The proper way to manage a mortgage will depend a great deal on how big your mortgage is, your other financial obligations, and your overall financial situation.
Here is some mortgage advice and tips for finding the best way to manage your own mortgage.
Know Your Interest Rate. Believe it or not, it’s quite common for homeowners to not know the interest rate of their primary mortgage. Sometimes this is because the loan was taken out many years ago, and the homeowner has simply forgotten. Furthermore, homeowners with adjustable-rate mortgages may go through rate adjustments every year, and not know the current rate. But it’s important to know your rate because only then can you make the decision on whether or not refinancing would be a good idea for you.
Refinance Only if it Makes Financial Sense.

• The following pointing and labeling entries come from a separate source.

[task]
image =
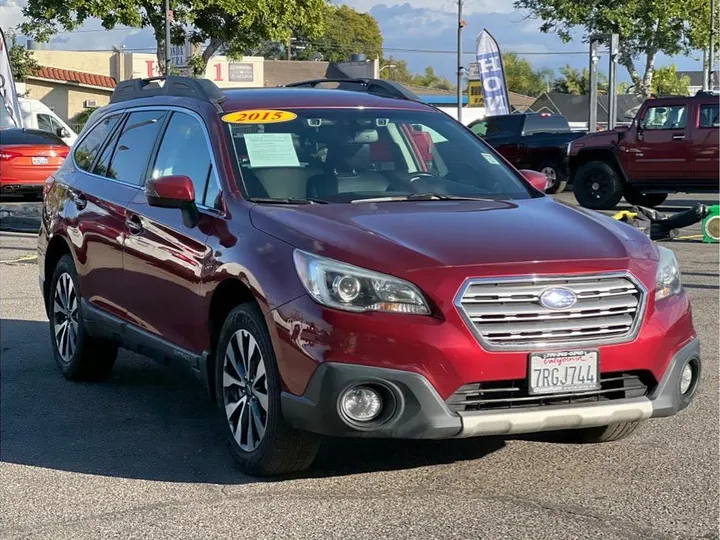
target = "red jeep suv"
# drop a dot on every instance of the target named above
(351, 262)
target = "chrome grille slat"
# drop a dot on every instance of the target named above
(625, 301)
(507, 314)
(514, 393)
(553, 396)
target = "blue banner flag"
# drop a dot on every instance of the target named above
(492, 75)
(9, 104)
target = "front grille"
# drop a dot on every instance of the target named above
(514, 394)
(507, 314)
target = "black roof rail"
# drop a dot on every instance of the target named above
(378, 87)
(202, 89)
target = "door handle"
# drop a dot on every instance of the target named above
(79, 200)
(133, 223)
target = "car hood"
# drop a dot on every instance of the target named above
(400, 237)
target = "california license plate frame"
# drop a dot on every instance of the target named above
(563, 372)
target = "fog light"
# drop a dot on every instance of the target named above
(361, 403)
(686, 379)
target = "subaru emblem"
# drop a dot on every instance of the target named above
(558, 298)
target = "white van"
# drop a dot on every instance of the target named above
(36, 115)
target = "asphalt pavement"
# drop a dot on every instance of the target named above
(142, 456)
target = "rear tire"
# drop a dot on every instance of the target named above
(597, 186)
(557, 178)
(637, 198)
(613, 432)
(247, 383)
(78, 355)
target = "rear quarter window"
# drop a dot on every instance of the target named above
(29, 137)
(87, 150)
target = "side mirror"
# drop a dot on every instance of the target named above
(174, 192)
(537, 180)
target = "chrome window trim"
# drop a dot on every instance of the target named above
(143, 108)
(539, 345)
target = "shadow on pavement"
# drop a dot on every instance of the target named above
(150, 422)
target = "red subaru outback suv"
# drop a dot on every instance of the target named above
(352, 262)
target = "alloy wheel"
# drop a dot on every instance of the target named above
(65, 317)
(245, 390)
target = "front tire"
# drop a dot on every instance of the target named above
(78, 355)
(557, 179)
(597, 186)
(247, 383)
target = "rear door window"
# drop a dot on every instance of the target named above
(709, 115)
(134, 146)
(88, 149)
(184, 151)
(665, 117)
(34, 136)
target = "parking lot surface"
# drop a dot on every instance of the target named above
(141, 455)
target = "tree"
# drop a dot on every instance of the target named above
(575, 81)
(645, 27)
(22, 61)
(522, 78)
(232, 24)
(666, 82)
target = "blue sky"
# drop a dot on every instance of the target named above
(407, 26)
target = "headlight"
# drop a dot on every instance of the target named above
(668, 275)
(347, 287)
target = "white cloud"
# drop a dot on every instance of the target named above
(469, 6)
(11, 14)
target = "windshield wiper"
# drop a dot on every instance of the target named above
(423, 197)
(289, 200)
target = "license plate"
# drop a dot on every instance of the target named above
(563, 372)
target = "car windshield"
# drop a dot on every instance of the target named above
(357, 155)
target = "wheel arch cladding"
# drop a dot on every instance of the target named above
(229, 294)
(598, 154)
(56, 250)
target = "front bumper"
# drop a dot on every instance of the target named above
(420, 412)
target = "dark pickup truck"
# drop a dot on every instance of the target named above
(537, 141)
(671, 146)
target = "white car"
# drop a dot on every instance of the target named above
(36, 115)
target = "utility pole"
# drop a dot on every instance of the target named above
(612, 80)
(461, 24)
(594, 59)
(167, 37)
(711, 48)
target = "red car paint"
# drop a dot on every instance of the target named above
(166, 279)
(28, 158)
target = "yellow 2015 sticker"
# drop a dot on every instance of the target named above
(259, 116)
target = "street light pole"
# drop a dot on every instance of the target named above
(167, 37)
(460, 68)
(711, 48)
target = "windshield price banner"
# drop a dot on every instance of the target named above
(492, 75)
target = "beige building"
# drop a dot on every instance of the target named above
(71, 81)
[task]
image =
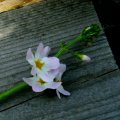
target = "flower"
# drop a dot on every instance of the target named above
(45, 67)
(58, 77)
(39, 85)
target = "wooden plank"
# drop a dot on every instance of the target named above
(49, 22)
(98, 101)
(6, 5)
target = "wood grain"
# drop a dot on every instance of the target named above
(6, 5)
(51, 22)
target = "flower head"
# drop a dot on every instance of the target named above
(45, 67)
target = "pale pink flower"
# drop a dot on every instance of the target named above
(45, 67)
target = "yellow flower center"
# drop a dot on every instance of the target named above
(39, 64)
(41, 81)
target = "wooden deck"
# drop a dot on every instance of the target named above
(94, 86)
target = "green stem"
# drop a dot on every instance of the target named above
(87, 34)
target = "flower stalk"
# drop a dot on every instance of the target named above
(86, 35)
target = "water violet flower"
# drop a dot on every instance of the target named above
(45, 67)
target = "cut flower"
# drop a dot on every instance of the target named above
(45, 67)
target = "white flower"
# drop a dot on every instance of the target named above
(39, 85)
(60, 89)
(45, 67)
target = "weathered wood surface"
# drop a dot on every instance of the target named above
(94, 86)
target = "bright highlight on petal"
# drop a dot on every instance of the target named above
(39, 64)
(47, 71)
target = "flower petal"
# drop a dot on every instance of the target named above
(46, 51)
(58, 94)
(62, 69)
(39, 51)
(29, 81)
(33, 71)
(63, 91)
(52, 85)
(47, 76)
(38, 88)
(30, 56)
(51, 63)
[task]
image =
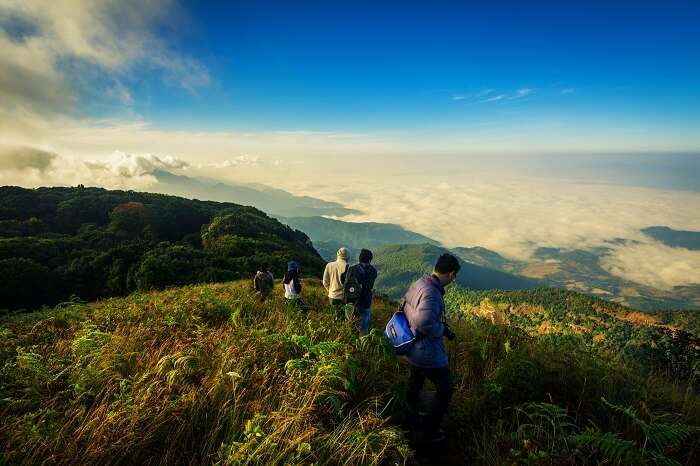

Refinancing to a mortgage with a lower interest rate isn’t always a good financial decision. A refinancing transaction will involve several thousand dollars of fees and closing costs, so it will only make sense when the expected interest savings from a lower rate exceeds the cost of refinancing. For example, a homeowner who purchased an expensive home with a fixed 30 year mortgage just a few years ago, and who plans to live in the home for at least another 10 or 15 years, can often realize significant savings by refinancing to a lower rate. But someone who is likely to sell their home within the next five years, or who has a relatively low balance remaining on their mortgage, might not find refinancing to be worth it.
Get Rid of Private Mortgage Insurance As Soon as You Can. If you first bought your home with a down payment of less than 20% of the purchase price, you probably had to purchase Private Mortgage Insurance (PMI). The purpose of PMI is to protect your lender by having sufficient home equity in place in case you default on your mortgage. However, your PMI coverage does not automatically stop when the mortgage balance is less than 80% of the home’s value. If you’re still paying for PMI but it’s not required, then cancel that coverage immediately.
Consider Changing Your Payment Frequency. Depending on the terms of your mortgage, your lender may offer you the opportunity to make payments every other week, rather than monthly, toward your mortgage. The net effect of paying more frequently – even if the total payment amounts are nearly the same – is to pay down more of the principal on your mortgage more quickly. This shortens the term of your loan, and saves you money. Even if your lender does not offer this option directly, you can always make extra payments to reduce your overall interest expenses.
The best single piece of advice for managing your mortgage is to keep yourself informed. Knowing the terms of your mortgage, as well as your outstanding balance, will help you make the best possible decisions.